Only one part of the Jubilee proved quite uninteresting. It was a Monday morning meeting in which Prof. W. Niesel, best known for his book The Theology of Calvin, gave a Ion g report on the recent meeting of the Presbyterian World Alliance at Sao Paolo, Brazil. After the report, which majored in the minors, had rambled on for about an hour and a half, the deft chairman interrupted to suggest the singing of a psalm. When this had ended, and he suggested the sending of a congratulatory telegram to Prof. Karl Barth, Niesel strenuously interrupted to say he would be finished in three minutes and then they could send their telegrams. The speech did end shortly but I do not believe any further mention was made of the suggested telegram.
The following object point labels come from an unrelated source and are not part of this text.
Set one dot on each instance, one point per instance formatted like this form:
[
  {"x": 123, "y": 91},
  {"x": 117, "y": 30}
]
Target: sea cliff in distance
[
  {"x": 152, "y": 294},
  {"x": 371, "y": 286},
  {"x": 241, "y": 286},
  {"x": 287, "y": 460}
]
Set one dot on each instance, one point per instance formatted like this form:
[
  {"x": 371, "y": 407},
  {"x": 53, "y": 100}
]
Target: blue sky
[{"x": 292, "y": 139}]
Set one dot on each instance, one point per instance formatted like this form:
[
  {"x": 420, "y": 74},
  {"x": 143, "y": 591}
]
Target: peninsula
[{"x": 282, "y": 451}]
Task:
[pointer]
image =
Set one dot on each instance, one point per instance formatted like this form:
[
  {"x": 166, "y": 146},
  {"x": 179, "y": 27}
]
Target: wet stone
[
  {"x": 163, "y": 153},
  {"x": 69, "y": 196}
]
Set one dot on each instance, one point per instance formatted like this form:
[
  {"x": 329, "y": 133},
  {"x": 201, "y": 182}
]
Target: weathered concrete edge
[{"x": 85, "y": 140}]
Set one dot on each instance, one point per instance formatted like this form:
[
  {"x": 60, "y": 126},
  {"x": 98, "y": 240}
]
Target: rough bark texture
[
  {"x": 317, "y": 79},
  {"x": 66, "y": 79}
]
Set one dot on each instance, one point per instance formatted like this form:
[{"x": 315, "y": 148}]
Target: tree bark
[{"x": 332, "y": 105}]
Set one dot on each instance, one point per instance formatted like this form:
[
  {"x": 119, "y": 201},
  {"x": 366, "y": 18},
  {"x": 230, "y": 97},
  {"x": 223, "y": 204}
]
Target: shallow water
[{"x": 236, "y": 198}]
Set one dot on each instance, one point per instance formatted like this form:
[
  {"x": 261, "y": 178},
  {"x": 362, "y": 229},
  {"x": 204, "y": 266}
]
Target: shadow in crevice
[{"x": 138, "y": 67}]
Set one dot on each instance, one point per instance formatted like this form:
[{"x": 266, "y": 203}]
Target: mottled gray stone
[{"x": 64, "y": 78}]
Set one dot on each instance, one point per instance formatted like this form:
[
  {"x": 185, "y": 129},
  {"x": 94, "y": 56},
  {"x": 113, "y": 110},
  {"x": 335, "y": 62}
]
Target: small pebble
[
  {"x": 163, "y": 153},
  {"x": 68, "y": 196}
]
There were many features of this Calvin Jubilee which I found very interesting. Meeting of prominent theologians and representative clergymen from many countries is always interesting, of course. I was impressed by the way in which these Germans rose above the ties of blood in order to honor the French Reformer more than their own Luther. It was good also to hear an audience of this type use exclusively psalms for their praise, especially 33, 67, 89, 100, 103, 105. And it was inspiring to hear some of these psalms sung a cappella.
The concentration of the celebrations in the short time of a few days, and a weekend at that, made a high pitch of concentration possible. This was evident too from the participation of the members of the congregation. Although the total attendance was, no doubt, small compared to the membership figures mentioned above, I repeatedly felt that there was more interest in Calvin and what the lectures had to say about Calvin than was shown in Grand Rapids for the series of lectures put on by Calvin College last winter. This made me wonder about the zeal of our profession of Calvinism.
I was aware, of course, of a vague and general Barthian influence throughout the lectures. I was told that most of the ministers of the German Reformed churches had been stimulated most by Karl Barth and that it was the Barmen Declaration which they regarded most highly as a confession of faith. And yet it was obvious that something had gripped these people. The experiences of war and especially the experiences with Hitler and the “German Christians” had made their impact. Here were people who recognized that the Church could not rest on its laurels. Here were people desirous of being a Reformed Church. I left with the prayer that the Frankfurt to which Calvin had once shown such kinship might today become a Frankfurt which more fully demonstrates a real kinship with Calvin.